I have done all radio calibration, accel checks, magnetometer checks, etc. I am not using an airspeed sensor. I have tried both autotuning, and working through Method 1 for roll in the tuning guide (increasing roll P in 0.1 increments). I have taken roll P all the way to 1 with no discernible difference in roll response.
Does anyone have ideas? If nothing else, I'm wondering if anybody could shed light on what inputs the APM uses to calculate control deflection, to help me troubleshoot. I'm assuming that speed would have to be taken into account somewhere, which is why I inquired in a previous thread about how ArduPlane calculates speed with no airspeed sensor installed. I was getting erroneous high airspeed readings earlier, but have that fixed now, and the plane still flies the same. My GPS also apparently went bad yesterday so I have been flying without a GPS fix and thus no groundspeed reading, but the plane continues to fly just like it did when the GPS still worked.

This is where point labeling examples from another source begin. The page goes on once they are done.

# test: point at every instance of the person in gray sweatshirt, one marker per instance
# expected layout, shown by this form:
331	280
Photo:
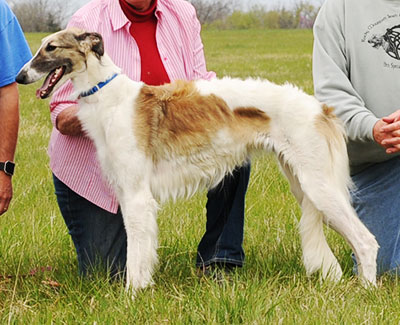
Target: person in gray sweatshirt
356	69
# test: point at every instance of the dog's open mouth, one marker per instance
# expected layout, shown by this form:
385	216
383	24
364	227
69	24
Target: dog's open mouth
49	83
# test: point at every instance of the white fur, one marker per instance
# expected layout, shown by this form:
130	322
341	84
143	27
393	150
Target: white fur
316	167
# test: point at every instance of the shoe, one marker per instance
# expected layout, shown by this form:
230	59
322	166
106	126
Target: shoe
216	271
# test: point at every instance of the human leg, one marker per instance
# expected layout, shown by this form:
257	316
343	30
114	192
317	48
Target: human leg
222	241
376	200
98	235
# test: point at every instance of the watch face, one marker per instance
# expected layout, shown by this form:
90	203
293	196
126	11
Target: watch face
9	168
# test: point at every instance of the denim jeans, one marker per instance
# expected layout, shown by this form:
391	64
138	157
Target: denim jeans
377	202
98	235
222	241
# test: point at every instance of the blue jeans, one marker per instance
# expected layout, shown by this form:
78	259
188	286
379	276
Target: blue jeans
100	237
377	202
222	241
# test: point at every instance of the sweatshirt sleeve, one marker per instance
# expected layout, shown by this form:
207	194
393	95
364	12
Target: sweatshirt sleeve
331	74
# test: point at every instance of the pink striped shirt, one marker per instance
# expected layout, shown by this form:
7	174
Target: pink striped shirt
73	158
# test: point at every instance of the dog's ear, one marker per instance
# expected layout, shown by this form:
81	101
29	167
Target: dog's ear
92	42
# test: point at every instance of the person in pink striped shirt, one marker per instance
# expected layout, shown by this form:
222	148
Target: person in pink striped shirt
155	41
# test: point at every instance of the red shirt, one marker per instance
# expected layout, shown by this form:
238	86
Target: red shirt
143	30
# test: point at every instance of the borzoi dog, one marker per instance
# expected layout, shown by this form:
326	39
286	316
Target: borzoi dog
154	143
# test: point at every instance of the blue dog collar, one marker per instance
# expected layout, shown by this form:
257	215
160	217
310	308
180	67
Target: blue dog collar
97	87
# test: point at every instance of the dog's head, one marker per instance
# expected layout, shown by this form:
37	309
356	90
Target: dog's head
61	56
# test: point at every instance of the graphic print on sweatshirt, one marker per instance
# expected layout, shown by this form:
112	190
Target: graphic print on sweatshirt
384	35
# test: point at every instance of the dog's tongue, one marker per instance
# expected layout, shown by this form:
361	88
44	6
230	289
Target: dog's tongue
50	82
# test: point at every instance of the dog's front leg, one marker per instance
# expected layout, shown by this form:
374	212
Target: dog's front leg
139	210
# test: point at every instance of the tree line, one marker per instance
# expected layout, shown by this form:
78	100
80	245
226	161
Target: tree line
52	15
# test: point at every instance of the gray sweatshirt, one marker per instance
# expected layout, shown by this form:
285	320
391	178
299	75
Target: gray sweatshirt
356	69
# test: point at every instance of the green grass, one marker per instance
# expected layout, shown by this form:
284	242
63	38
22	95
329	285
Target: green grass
271	288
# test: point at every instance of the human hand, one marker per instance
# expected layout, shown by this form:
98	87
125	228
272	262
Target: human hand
5	192
68	123
388	134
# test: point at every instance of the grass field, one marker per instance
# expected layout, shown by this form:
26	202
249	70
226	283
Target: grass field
272	286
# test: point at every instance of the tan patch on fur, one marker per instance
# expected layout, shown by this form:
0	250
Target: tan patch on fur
253	118
175	119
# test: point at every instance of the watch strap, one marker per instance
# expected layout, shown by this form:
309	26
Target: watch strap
7	167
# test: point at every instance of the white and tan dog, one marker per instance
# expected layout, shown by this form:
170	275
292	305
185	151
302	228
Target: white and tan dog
155	143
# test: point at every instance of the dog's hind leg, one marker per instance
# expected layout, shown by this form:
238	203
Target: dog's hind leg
316	251
325	194
139	210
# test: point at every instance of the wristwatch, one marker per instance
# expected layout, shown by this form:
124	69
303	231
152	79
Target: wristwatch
7	167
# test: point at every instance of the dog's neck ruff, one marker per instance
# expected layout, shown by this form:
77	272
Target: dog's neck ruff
97	87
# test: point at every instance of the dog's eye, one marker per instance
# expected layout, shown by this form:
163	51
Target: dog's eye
50	47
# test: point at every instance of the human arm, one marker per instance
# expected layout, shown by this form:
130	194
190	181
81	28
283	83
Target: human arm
391	129
199	62
9	121
331	72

Any help welcome! My most recent tuning settings are also attached (autotune-generated, with a manually input 0.8 roll P).
That was apparently it... thank you!
This is embarrassing, but I'll fess up for the benefit of others who might encounter this thread: from the beginning, I was under the assumption that P values ranged from 0 to 1. I had the idea that they represented percentages of maximum sensitivity, and it never occurred to me that might not be the case. I've spent the past week's test flights trying to tune within that range. This morning I test flew with gains in the 1.5 to 2 range, and had much better roll response.
There's nothing like learning APM to keep you humble!